Дрожа всем телом, Елена протянула свою здоровую левую руку. Пальцы ее коснулись липкой, пропитанной кровью ткани прямо над страшной раной Данилы. Она закрыла глаза, пытаясь отогнать прочь страх, отчаяние, память о вчерашнем кошмаре. Она искала внутри себя то чувство, что родилось в час немоты на берегу Волги — чувство тихого, глубокого слушания. Она отключила разум, полный ужаса, и обратилась к тому холодному, дремлющему озеру, что лежало в ее глубине.

Она не приказывала. Она просила. Умоляла.

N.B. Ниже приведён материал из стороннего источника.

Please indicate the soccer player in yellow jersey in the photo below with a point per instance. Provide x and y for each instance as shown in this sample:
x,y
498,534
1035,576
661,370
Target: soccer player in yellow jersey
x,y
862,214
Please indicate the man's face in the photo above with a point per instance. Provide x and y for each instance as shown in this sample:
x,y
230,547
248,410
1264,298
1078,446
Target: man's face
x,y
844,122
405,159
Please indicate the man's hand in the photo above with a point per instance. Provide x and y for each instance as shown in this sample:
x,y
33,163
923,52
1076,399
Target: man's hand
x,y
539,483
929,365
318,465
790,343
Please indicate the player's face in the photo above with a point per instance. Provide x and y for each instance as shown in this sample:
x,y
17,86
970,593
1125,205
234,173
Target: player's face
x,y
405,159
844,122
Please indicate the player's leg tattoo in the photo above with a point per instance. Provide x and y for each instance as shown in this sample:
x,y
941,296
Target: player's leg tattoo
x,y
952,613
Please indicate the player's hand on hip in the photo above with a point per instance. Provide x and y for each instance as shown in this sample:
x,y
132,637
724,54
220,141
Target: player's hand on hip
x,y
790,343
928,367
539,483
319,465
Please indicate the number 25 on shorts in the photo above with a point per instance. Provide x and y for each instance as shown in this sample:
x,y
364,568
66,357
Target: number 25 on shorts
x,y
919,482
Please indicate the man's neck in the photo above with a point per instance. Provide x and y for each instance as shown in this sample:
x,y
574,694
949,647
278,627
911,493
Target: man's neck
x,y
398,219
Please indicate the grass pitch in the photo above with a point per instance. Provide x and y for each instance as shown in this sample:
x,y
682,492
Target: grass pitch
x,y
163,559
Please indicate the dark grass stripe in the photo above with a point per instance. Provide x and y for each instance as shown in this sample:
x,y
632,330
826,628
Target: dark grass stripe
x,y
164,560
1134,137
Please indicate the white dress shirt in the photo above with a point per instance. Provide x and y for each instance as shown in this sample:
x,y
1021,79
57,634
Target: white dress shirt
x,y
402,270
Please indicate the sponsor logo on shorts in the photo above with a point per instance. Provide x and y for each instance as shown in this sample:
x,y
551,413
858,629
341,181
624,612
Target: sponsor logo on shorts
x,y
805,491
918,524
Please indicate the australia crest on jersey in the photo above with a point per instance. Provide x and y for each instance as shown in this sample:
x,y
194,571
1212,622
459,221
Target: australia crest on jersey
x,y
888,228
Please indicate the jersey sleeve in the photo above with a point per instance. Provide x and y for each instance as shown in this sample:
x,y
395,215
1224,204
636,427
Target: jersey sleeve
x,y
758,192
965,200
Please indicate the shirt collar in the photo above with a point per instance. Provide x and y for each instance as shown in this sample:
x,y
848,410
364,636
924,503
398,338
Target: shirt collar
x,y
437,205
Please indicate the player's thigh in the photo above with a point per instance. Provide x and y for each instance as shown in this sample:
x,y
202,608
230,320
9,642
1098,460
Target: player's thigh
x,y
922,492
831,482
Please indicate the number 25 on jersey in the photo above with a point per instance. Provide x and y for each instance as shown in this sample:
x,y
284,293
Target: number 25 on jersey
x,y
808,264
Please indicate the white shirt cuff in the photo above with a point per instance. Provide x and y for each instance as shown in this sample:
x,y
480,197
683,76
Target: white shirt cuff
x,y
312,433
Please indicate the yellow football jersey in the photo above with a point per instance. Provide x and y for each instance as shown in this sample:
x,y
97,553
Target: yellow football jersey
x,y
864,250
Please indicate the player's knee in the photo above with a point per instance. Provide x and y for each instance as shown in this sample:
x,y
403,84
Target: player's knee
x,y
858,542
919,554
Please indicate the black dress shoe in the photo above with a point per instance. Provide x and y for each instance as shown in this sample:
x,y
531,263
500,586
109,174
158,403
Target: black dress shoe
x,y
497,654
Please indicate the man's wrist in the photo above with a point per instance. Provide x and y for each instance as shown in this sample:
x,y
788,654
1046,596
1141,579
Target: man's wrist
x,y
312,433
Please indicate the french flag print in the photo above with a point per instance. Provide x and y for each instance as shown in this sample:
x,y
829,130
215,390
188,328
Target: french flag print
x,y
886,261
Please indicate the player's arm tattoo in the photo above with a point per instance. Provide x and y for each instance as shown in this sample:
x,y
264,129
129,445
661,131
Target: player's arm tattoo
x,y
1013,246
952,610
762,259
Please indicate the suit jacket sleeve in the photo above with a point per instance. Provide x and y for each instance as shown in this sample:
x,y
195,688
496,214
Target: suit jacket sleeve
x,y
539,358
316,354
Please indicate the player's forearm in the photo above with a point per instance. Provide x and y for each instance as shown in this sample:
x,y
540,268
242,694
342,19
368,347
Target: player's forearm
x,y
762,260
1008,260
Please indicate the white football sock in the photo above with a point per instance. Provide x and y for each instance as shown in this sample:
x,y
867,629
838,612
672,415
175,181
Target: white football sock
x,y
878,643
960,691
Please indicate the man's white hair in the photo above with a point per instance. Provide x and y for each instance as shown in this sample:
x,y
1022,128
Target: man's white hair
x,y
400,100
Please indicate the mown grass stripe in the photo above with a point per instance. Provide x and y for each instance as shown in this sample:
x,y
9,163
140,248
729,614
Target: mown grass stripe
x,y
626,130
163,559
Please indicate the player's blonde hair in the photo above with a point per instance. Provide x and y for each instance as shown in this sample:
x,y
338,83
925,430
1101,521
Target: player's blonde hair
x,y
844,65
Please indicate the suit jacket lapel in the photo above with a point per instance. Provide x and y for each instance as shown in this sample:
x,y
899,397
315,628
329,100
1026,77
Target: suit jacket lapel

«Помоги… — мысленно шептала она, обращаясь к той силе. — Не для разрушения. Для сохранения. Дай мне немного твоего покоя… немного твоего безвременья… чтобы остановить смерть. Не для себя. Для него».

Сначала ничего не происходило. Лишь пульсирующая боль в ее собственной раненой руке и тихий, хриплый свист дыхания Данилы. Потом, очень постепенно, она почувствовала легкое, едва заметное движение. Не взрыв, не прорыв плотины, а тонкую, холодную струйку, что потекла из самой сердцевины ее существа. Она прошла по плечу, достигла локтя и медленно, очень медленно, словно нехотя, полилась к кончикам пальцев левой руки.